Here's a list of data we do or don't have for American and British marksmanship:
1) Training statistics.
We do NOT have Union training statistics, but we do for the British - they used targets up to 900 yards away, and hit half the time (for First Class shots, which in some regiments was well over half the men).
2) Training amount.
The British fired about a hundred rounds per man per year, well-recorded, in marksmanship training involving range estimation and skirmishing. The Union, so far as I can tell, did not.
3) Battlefield values.
The British at the Alma, and at Inkerman, hit roughly with one round in sixteen. We do not have precise values for the Union but one round in sixteen at Pickett's Charge would imply the charge would be wiped out in three minutes and it manifestly was not.
4) Known firing ranges and achievements.
The British in the Crimea were able to snipe out artillery at 600-800 yards. This is with line infantry, not sharpshooters.
The Union was not able to get this performance from line infantry - or if they were, I'd love to see positive evidence on that front.
ED:
This is basically a structural thing, it's something that grows out of the way the US Army was organized. The US didn't have a large standing army and instead relied on building armies in a tearing hurry out of mobilized militia, but they never really managed to work up the will to enforce the training of the militia and as a consequence they were starting pretty much from scratch.
By contrast the British had a small standing army by European standards, but this functionally meant ten to fifteen times the size of the peacetime US army. As such any British force fighting in North America is going to contain tens of thousands of trained prewar regulars as stiffeners (to the extent that having one regular battalion per brigade could lead to an army nearly 200,000 strong) and going to be a much harder target than the British army.
As an example. During the potential period of a Pig War, the US Army has a few companies within a week or so of a rail line, with everything else pretty much being either fighting Indians or (out of position after) dealing with the Utah War. The British had 16 cavalry regiments, all the Guards (of which 3 battalions could leave) and 26 regular infantry battalions at home, with 4 in Canada; another ten battalions come home from India over the next year or two, and this could be accelerated at need.
So functionally the British can put together as many as five British pattern two-brigade divisions from what they have at home, or can uprate this to three corps by mixing in half a dozen volunteer or active militia battalions from Canada (plus the RCR).
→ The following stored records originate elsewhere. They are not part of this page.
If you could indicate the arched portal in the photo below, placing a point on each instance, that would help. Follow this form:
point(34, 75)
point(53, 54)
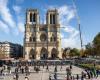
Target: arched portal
point(32, 54)
point(54, 53)
point(44, 53)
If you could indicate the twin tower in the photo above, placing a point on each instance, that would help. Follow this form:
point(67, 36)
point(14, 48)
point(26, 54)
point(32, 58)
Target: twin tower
point(42, 41)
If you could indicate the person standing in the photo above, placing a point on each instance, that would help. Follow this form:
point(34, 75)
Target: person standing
point(26, 78)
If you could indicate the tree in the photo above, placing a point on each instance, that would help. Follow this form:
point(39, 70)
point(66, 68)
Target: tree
point(89, 50)
point(96, 44)
point(74, 52)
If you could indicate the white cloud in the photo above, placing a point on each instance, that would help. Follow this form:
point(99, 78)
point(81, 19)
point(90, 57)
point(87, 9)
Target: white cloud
point(69, 34)
point(4, 27)
point(17, 9)
point(5, 13)
point(19, 1)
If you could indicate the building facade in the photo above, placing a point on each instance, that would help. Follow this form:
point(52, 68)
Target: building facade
point(10, 50)
point(42, 41)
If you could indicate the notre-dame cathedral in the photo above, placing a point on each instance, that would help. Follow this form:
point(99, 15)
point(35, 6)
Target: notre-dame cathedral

Here's the positions of the US at the time:
Infantry Units
1st US Infantry: Texas
2nd: Missouri
3rd: New Mexico
4th: California
5th: Utah Expeditionary Force
6th: California
7th: Utah Expeditionary Force
8th Texas
9th: Washington Terr. and Oregon
10th: Utah Expeditionary Force
1st US Artillery (as infantry regiment): Texas
2nd: half in Kansas, half scattered along the coast as the garrisons of Ft Monroe
3rd: Oregon (in fact the infantry battalion of the 3rd US Artillery was Pickett's main force)
4th: Dakota Terr. and Minnesota
Artillery with Guns (all 4 gun batteries)
Bty I, 1st US: Utah Expeditionary Force
Bty A, 2nd US: Utah Expeditionary Force
Bty M, 2nd US: Utah Expeditionary Force
Bty C, 3rd US: Utah Expeditionary Force
Mounted Units
Coy B, 4th US Artillery: Indian Terr.
1st US Dragoons: Oregon and Wash. Terr.
2nd US Dragoons: Utah Expeditionary Force
US Mounted Rifles: Utah Expeditionary Force
1st US Cavalry: Utah Expeditionary Force
2nd US Cavalry: Utah Expeditionary Force
Functionally what this means is that the US would need to reassemble their forces at Fort Leavenworth (Kansas) and then head east. The troops in the Utah Expeditionary Force are essentially all at Camp Floyd, which is very remote and which would take months - OTL they left Leavenworth in July 1857 and didn't reach Utah until September, with Camp Floyd being deliberately selected as remote.
Meanwhile, the British would have their first reinforcements feet-dry in Canada within a month of the news steamers leaving for Britain, and troops then arriving at very roughly a battalion every 2-3 days.